Başkan mı, Delege mi, Gölge Başkan mı? Unvanlar Değil, Devamlılık Önemli
Şu an Bodrum Belediye Başkanı mı? Meçhul. Ticaret odası başkanı mı? Muhtemelen evet. Ama önemli olan bu değil. Önemli olan, ne zaman “Bodrum” dense bir şekilde sahneye çıkmayı başarması.
Yirmi yıl boyunca ISO belgeleriyle kurumsallık, coğrafi işaretli ürünlerle aidiyet, dijital dönüşümle çağa ayak uydurma, kadın girişimcilerle duyarlılık sağladı. Her projede bir “vizyon” kelimesi geçti. Ve hepsi “örnek teşkil eden projeler” klasörüne konuldu.
Bütün bunların üstüne bir de Cumhurbaşkanı’nın eliyle verilen plaket eklendi mi, artık geçmiş yalnızca bir biyografi değil, bir anıt haline geliyor.

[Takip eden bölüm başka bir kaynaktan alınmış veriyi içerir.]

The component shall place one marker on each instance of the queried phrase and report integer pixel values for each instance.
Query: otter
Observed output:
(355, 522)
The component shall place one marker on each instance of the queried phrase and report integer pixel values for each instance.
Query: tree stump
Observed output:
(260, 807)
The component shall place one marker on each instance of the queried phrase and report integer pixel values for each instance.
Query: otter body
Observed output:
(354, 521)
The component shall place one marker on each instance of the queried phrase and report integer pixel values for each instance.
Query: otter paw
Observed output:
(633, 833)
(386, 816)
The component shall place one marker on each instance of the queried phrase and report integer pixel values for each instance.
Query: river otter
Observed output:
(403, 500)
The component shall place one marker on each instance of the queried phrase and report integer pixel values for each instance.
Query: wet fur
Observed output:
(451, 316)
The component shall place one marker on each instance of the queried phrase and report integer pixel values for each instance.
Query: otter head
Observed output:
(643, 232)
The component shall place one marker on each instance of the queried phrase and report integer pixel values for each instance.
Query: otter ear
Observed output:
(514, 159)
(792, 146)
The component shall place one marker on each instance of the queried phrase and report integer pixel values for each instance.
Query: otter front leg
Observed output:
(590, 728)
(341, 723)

Recep Tayyip Erdoğan’dan Takdir, TOBB’dan Sahne, Bodrum’dan Alkış
Törende Cumhurbaşkanı Erdoğan’ın yaptığı konuşmada şu sözler özellikle dikkat çekti:
“Plaket alan isimler yalnızca kendi kurumlarına değil, tüm Türkiye’ye hizmet ettiler.”
Bu cümle, 20 yılın özetiydi belki de. Çünkü Kocadon sadece Bodrum’u temsil etmedi; Bodrum üzerinden Türkiye’nin girişimci ruhuna bir pencere açtı. Bu plaket, tam da bu pencerenin önüne yerleştirilmiş bir teşekkür notu gibiydi.
Artık Her Zeytinyağlıda Biraz Şeref Var
Mahmut Serdar Kocadon’un aldığı Hizmet Şeref Plaketi, sadece bir ödül değil. Aynı zamanda “Bodrum’da 20 yıl boyunca taş üstüne taş koyan birinin arkasında devletin de bir alkış tuttuğunun” belgesidir.
Bu noktadan sonra artık her açılışta, her oda faaliyetinde, her raporun son sayfasında o plaketin gölgesi olur.
Ve biz de şöyle deriz:
“Evet, bu işlerde Kocadon’un parmağı var. Hem de Recep Tayyip Erdoğan onaylı.”